If by “guarantee” McCain means that Boehner would rather chew glass than go through this again, fair enough. But as we’ve just seen, Boehner doesn’t always set the menu within his caucus. Per Tim Huelskamp, there may be another bowl of tasty glass for him on the way:
Others view the calendar as a way to embolden conservatives before those elections. “I hope we eventually have a battle and I hope it’s directed long-term about what the answers are. By then we will have a lot of primary challenges already filed,” said Kansas Rep. Tim Huelskamp. “There are some folks that might change their opinion if they have a primary challenger. A number of those states will have already been through those primary deadlines that will encourage some folks to have some more backbone.”

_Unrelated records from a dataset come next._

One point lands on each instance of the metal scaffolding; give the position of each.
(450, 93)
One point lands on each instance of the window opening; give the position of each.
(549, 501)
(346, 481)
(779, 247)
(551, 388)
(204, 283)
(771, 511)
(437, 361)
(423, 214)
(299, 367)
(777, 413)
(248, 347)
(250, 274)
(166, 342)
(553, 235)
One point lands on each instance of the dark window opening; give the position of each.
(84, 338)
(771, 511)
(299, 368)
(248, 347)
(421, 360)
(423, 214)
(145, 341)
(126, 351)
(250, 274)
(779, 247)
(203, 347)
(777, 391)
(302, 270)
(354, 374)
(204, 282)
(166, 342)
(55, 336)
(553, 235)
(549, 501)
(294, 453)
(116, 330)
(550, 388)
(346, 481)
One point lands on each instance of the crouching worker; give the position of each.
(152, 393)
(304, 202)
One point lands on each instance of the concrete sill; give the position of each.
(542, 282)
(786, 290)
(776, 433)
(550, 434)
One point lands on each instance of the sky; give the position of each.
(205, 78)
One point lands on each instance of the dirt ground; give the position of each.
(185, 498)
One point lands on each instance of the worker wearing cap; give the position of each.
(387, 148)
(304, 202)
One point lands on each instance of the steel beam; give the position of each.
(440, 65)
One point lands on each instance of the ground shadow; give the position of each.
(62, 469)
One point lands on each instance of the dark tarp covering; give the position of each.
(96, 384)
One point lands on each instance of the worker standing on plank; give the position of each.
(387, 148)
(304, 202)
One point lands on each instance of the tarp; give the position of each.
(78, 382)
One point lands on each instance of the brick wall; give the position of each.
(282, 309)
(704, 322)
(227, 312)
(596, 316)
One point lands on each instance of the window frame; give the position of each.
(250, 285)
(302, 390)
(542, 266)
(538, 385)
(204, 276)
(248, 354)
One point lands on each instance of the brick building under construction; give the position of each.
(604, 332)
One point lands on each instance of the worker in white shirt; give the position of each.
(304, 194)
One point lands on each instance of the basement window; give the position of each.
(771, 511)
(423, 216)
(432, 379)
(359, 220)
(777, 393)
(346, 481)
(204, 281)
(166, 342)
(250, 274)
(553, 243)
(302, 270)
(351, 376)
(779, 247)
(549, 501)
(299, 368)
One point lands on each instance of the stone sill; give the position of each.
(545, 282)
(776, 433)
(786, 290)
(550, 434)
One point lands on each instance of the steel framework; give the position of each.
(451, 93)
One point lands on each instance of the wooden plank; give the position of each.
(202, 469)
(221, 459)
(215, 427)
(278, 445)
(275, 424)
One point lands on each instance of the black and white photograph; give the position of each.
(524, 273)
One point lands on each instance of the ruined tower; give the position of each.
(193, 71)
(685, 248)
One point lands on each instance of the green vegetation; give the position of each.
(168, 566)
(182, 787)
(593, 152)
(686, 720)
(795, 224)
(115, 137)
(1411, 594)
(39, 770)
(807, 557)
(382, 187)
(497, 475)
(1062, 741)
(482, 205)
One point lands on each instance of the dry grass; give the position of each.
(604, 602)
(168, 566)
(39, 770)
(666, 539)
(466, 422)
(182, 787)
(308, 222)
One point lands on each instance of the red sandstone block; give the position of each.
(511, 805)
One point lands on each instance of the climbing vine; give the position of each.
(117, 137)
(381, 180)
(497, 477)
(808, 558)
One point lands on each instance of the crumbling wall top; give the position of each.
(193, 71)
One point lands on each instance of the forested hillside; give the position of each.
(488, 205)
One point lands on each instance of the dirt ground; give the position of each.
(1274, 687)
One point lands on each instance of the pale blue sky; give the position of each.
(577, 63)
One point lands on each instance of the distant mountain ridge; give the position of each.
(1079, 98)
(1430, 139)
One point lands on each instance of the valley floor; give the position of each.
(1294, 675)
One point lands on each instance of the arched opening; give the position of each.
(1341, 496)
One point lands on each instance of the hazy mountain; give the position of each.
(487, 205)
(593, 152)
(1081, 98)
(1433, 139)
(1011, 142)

There’s lots of reasons most House Republicans would want to avoid another shutdown — bad polling, caucus rifts, diminishing credibility when the leadership can’t win anything major — but that was true of this shutdown too and none of those factors stopped it. The point of the shutdown, I always thought, wasn’t to exert real leverage at the bargaining table with Obama, who was never, ever going to cave on O-Care, but to show grassroots tea partiers that House Republicans weren’t afraid to cross this line in the name of fighting the good fight. It was a litmus test for Boehner and the leadership, essentially, to show that they hated ObamaCare enough that they’d close down the government for awhile to protest it. They did, which is why House conservatives aren’t talking about ousting him even though the negotiations were a total debacle for the GOP. Point being, you never know when a new litmus test might arise — and if, per Huelskamp, one arises (or is engineered) in the midst of a hot primary campaign, Boehner might decide that chewing glass is the least painful option available to him.

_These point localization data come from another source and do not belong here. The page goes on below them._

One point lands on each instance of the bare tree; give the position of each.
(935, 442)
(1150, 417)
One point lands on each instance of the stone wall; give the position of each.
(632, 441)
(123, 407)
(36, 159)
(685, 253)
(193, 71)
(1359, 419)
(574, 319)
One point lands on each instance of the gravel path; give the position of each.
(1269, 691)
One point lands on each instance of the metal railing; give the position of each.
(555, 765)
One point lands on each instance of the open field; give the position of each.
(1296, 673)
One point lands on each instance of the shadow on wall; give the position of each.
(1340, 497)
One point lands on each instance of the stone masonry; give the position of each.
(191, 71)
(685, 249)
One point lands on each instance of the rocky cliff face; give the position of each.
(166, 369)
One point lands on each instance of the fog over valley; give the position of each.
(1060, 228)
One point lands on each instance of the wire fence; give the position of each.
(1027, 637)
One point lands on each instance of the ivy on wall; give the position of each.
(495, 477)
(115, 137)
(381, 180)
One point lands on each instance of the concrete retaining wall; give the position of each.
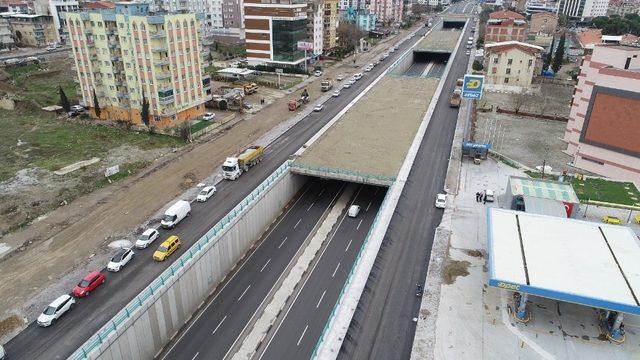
(191, 278)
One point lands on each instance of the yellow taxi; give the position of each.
(611, 220)
(167, 248)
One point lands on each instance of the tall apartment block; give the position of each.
(273, 30)
(127, 53)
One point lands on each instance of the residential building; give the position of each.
(330, 24)
(32, 30)
(511, 65)
(505, 25)
(583, 9)
(602, 132)
(273, 30)
(128, 54)
(543, 23)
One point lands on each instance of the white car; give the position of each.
(55, 310)
(206, 193)
(354, 210)
(147, 237)
(120, 259)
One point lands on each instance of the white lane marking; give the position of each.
(336, 270)
(217, 327)
(321, 297)
(302, 335)
(244, 292)
(265, 264)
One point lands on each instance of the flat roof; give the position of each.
(570, 260)
(369, 143)
(439, 41)
(546, 189)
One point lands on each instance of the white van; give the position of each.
(178, 211)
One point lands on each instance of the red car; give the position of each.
(88, 284)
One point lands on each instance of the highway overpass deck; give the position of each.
(370, 141)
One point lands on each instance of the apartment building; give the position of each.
(602, 132)
(273, 31)
(125, 54)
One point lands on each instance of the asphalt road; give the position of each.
(75, 327)
(382, 326)
(297, 335)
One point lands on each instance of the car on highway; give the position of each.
(88, 284)
(167, 248)
(55, 310)
(611, 220)
(354, 210)
(120, 259)
(147, 237)
(206, 193)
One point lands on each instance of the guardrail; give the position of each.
(207, 240)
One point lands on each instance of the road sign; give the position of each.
(472, 86)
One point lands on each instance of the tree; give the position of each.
(96, 105)
(64, 102)
(557, 59)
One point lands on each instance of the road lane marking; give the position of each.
(217, 327)
(265, 264)
(321, 297)
(244, 292)
(301, 336)
(336, 270)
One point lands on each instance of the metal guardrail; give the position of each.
(101, 336)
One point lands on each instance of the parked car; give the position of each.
(441, 201)
(88, 284)
(167, 248)
(354, 210)
(120, 259)
(206, 193)
(55, 310)
(147, 237)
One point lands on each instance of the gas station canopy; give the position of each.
(581, 262)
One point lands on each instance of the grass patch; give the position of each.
(607, 191)
(51, 143)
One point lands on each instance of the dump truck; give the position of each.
(233, 167)
(326, 85)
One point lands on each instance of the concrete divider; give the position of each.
(149, 321)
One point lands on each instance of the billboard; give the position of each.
(472, 86)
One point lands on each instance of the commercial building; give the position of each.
(505, 26)
(273, 31)
(583, 9)
(543, 23)
(128, 53)
(602, 132)
(511, 65)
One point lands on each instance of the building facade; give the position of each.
(128, 54)
(511, 65)
(603, 131)
(273, 30)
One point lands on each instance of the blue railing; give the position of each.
(210, 238)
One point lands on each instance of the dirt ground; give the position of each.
(67, 239)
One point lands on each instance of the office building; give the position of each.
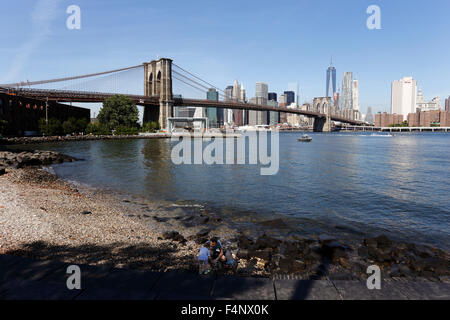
(212, 113)
(403, 96)
(331, 81)
(346, 101)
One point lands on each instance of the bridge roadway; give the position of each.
(97, 97)
(29, 279)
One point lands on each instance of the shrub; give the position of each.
(123, 130)
(53, 128)
(151, 126)
(97, 129)
(3, 126)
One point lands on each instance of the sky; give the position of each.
(277, 42)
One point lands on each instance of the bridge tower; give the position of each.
(158, 82)
(323, 106)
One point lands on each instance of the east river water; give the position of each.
(350, 185)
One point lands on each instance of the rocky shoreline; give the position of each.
(21, 159)
(44, 217)
(35, 140)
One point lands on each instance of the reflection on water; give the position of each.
(341, 183)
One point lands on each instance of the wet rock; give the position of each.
(265, 254)
(363, 252)
(289, 266)
(400, 270)
(323, 238)
(158, 219)
(276, 223)
(173, 235)
(265, 242)
(245, 242)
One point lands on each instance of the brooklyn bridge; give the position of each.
(157, 99)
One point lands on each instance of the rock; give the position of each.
(265, 241)
(326, 238)
(265, 254)
(400, 270)
(276, 223)
(383, 241)
(289, 266)
(363, 252)
(173, 235)
(334, 250)
(244, 242)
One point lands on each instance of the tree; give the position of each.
(118, 111)
(151, 126)
(69, 126)
(97, 129)
(53, 128)
(3, 126)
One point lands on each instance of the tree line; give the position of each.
(118, 115)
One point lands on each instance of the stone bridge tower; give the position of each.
(323, 106)
(158, 82)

I can imagine cases too where a shutdown would be fully justified on the merits, whatever the polling might look like. Imagine if Obama, flush from his big “win,” announces around New Year’s that he needs another $300 million from Congress to make Healthcare.gov run as smoothly as it should. The new government funding bill expires on January 15th so we’d be looking at another shutdown to start 2014 if the two sides can’t agree. Should the House pony up that $300 million and double down on Obama’s and HHS’s gross incompetence in building the exchanges? Of course not. They had three years to plan for this; at the barest minimum, any new funding would have to be conditioned upon delaying the law for a year. Obama would resist that, of course, on the assumption that he could and would win a new battle with Republicans over appropriating the money in the court of public opinion. And so we’d end up with Shutdown II. So much for Maverick’s “guarantee”?
Exit question: Am I hallucinating or does John “Wacko Birds” McCain, who accused a Republican colleague in the House of being a moron on national television less than 24 hours ago, actually warn the GOP at the end here to observe the 11th Commandment?